Isn’t that just like life? We are always so eager to get to the next stage! Whether it’s graduating, getting the job, finding the perfect boyfriend/girlfriend, getting engaged, getting married, getting to retirement, getting the kids out of the house, or just getting past this crazy day…it’s so easy to focus on getting there, wherever the next “there” may be. Before I was pregnant, I so desired to become pregnant; and to be honest, I really have enjoyed this phase of life. But now that society has communicated that my baby should have arrived by now, I struggle to stay content and focused in this moment. It’s natural to feel that way. But really, isn’t all we really have this moment?

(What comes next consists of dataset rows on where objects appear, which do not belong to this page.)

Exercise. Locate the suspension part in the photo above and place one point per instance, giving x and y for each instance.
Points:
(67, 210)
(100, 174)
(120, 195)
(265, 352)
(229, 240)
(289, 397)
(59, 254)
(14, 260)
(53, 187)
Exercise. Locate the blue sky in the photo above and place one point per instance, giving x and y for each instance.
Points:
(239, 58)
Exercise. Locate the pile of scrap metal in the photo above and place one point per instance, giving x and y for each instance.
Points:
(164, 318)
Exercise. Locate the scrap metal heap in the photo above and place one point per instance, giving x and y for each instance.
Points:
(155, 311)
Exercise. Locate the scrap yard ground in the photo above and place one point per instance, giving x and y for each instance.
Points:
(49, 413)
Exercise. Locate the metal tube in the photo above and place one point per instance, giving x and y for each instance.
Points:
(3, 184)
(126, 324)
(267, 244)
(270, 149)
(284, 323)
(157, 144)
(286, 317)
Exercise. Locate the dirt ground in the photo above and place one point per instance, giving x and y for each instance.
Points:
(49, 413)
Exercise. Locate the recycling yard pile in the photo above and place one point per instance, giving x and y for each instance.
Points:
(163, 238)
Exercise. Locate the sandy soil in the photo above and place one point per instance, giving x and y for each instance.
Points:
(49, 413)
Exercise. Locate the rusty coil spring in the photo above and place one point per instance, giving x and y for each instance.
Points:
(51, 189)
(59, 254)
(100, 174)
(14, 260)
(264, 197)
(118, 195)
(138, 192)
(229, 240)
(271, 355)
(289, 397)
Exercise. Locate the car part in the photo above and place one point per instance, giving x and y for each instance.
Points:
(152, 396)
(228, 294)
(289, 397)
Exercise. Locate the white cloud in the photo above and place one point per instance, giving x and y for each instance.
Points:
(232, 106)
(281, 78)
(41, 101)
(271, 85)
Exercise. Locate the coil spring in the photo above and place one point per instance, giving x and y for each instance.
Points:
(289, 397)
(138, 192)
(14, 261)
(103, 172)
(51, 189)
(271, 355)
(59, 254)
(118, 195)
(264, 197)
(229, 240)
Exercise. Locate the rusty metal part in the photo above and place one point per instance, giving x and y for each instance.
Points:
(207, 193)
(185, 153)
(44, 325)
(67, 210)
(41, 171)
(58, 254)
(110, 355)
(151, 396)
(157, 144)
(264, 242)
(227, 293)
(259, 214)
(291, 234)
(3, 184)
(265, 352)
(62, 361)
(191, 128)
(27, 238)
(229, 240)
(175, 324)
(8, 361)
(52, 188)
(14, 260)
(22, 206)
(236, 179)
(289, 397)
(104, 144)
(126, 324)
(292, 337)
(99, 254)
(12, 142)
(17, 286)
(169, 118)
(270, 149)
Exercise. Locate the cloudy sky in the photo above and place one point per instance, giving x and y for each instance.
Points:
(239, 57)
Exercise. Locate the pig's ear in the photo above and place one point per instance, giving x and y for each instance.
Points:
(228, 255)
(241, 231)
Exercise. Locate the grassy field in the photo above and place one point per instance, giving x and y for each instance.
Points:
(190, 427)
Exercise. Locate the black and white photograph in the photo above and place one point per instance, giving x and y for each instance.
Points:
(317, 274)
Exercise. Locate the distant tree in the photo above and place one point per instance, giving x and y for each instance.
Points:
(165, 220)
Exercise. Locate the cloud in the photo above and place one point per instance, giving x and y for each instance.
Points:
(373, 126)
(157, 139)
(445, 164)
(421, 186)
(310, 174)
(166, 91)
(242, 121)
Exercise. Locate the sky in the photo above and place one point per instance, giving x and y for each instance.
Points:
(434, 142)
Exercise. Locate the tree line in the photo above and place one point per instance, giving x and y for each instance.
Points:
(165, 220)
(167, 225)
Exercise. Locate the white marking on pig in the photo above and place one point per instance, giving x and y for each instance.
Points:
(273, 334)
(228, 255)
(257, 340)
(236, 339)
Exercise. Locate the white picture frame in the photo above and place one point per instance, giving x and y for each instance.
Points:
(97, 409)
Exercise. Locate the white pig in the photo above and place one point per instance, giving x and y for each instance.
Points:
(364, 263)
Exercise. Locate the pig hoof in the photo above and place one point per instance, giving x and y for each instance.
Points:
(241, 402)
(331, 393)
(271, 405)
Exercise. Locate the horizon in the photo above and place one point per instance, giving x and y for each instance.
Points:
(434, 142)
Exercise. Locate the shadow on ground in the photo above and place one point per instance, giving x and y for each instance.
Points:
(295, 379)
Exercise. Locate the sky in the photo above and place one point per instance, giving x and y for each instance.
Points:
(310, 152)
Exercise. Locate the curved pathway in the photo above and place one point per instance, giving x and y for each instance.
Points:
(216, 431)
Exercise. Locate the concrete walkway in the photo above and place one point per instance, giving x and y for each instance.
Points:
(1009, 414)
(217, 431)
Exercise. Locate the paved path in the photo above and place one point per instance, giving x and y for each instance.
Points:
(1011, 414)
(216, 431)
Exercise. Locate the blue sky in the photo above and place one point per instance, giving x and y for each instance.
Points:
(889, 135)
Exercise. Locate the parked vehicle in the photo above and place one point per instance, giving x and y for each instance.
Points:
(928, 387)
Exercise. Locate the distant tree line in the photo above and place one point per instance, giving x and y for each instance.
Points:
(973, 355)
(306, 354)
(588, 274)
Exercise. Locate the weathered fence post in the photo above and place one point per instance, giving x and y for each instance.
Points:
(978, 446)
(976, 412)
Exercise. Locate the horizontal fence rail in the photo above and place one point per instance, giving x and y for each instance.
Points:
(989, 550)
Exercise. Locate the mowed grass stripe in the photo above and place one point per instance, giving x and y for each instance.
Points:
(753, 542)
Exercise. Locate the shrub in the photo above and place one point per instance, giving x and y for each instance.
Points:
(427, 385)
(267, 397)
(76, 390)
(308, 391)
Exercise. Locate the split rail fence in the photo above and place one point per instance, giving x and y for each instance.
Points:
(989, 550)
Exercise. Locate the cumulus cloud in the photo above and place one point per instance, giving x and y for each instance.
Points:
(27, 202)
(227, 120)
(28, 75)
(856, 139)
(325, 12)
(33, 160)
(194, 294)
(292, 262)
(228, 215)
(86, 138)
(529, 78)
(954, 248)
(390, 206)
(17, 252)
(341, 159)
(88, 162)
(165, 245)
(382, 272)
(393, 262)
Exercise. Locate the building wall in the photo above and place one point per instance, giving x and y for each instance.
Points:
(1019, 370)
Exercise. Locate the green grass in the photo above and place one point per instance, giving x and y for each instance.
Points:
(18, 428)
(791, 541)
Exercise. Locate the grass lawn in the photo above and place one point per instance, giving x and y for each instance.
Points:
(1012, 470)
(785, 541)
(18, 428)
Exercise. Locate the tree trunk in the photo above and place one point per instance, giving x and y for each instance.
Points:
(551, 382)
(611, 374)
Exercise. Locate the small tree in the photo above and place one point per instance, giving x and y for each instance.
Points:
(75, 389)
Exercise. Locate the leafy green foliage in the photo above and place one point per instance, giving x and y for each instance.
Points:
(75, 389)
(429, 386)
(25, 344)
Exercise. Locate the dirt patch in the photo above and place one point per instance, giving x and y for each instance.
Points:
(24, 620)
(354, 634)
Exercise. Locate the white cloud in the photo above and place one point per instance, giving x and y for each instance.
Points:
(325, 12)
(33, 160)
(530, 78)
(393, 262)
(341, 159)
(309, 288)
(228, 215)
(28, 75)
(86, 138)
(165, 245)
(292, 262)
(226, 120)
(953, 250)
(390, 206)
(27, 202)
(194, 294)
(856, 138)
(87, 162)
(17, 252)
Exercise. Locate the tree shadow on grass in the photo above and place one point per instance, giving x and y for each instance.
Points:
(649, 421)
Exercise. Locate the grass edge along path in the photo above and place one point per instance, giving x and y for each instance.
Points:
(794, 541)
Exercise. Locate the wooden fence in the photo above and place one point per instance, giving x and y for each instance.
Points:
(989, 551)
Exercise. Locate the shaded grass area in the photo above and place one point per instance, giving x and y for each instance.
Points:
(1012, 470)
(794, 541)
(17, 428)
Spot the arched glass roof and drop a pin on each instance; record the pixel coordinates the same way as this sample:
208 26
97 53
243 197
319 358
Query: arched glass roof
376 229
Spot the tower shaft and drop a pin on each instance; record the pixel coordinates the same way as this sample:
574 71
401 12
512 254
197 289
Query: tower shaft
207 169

Ann Voskamp writes beautifully of the gift of this moment concept in her recent book, One Thousand Gifts and on her blog (http://www.aholyexperience.com/ann-voskamp/). Look how she describes this phenomenon of always being in a hurry to get there:
“Being in a hurry. Getting to the next thing without fully entering the thing in front of me. I cannot think of a single advantage I’ve ever gained from being in a hurry. But a thousand broken and missed things, tens of thousands, lie in the wake of all the rushing…. Through all that haste I thought I was making up time. It turns out I was throwing it away.”
I know I do that sometimes. In my impatient waiting for “next”, I completely miss out on now. If I’m not careful to be fully present and grateful for the moment of life I am in right now, I am blind and deaf to the beauty that surrounds me, I am throwing away time. What small act of love can I perform today that might echo throughout eternity? How can I nourish myself and others with the abundant grace that is offered today, which I may find myself in need of for tomorrow’s journey?
Now this doesn’t mean that I won’t prepare for the future. It’s definitely important to have goals and dreams and to take the steps required to reach them. I am not advocating laziness or aimless living. Our goals for the future should guide our choices today. But still, we cannot live in tomorrow.
I choose to live now. I will not just “get through today” until that miraculous moment I long for. Yes, I look forward to what’s to come–you’d better believe I’m excited to look into the eyes of my son, and that I’ve double-checked that our bags are packed, etc! But it’s easy to glamorize the future and miss the miracle of this moment. The truth is that, once my labor does start in earnest, I’m going to experience a lot of pain before we get to the other side. Maybe that’s why Jesus counseled us “Don’t worry about tomorrow, for tomorrow will care for itself. Each day has enough trouble of its own.” (Speaking of which, I just felt another contraction!)
Today really is a gift. The fact that you and I are alive right now, breathing air, considering these words together, is a miracle in itself! So let’s live fully in this moment, with its blessings and its challenges.
I’d love to hear what that means for you today.